After the Second World War ended, a new turn of inflation, along with serious balance of payments made the appearance of foreign technicians necessary once more. In 1948, the Director of the Issuing Institute, Guillermo Perez Chiriboga, called Robert Triffin, expert in the Federal Reserve System of the United States. This Harvard consultant proposed to replace the Organic Law of the Central Bank with the Law of Monetary Regulations and the Law of International Exchanges. In this way new concepts were authorized: a Director of the Central Bank of Ecuador in which the Government participated (which indicated its part in the design of monetary policy); the power to devalue money; the carrying out of anticiclical politics; authorization of the Issuing Institute to confer loans to the State and the productive sector; and finally, a system that permitted itself to assume new functions. The final purpose was planned to stabilize prices and preserve a solvent financial situation.

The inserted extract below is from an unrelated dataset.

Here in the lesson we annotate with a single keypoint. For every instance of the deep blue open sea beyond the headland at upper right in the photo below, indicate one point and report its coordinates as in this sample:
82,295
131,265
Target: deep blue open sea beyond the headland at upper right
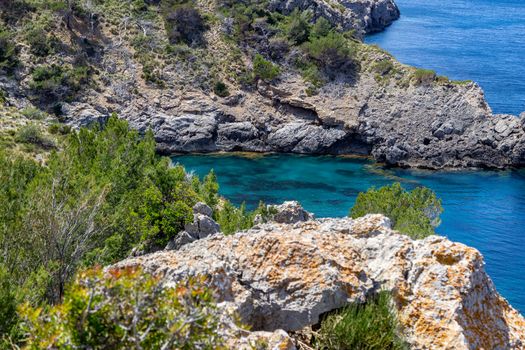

For more than three decades this monetary system successfully faced innumerable disturbances. Nevertheless, the severity of the foreign debt crisis unraveled in 1981. The adjustments that were necessary to submit to an unbalanced economy, fiscal pressures, an overflowing inflation, and above all, the necessity of ordering again the entire economy to retake a more appropriate growth route, made a new change necessary. With this proposition, in May 1992, the Law of Moneary Order and the Bank of the State was issued. Because of this law, the Central Bank of Ecuador was empowered to intervene in the financial sytem by means of open market operations. With this powerful politial instrument, it has been possible to control an unprededented inflation in Ecuadorian monetary history. Additionally, the necessity of establishing new austerity measures for the public sector made it infringe on the power of granting credit to the Public Treasury. Finally, with the purpose of warding off the interests of the banking system's customers, the Central Bank of Ecuador was authorized to operate as a last resort loan agent, within strict financial parameters. It was clear, at present, that the main commitment of an issuing institution is to oversee the stability of prices and external viability.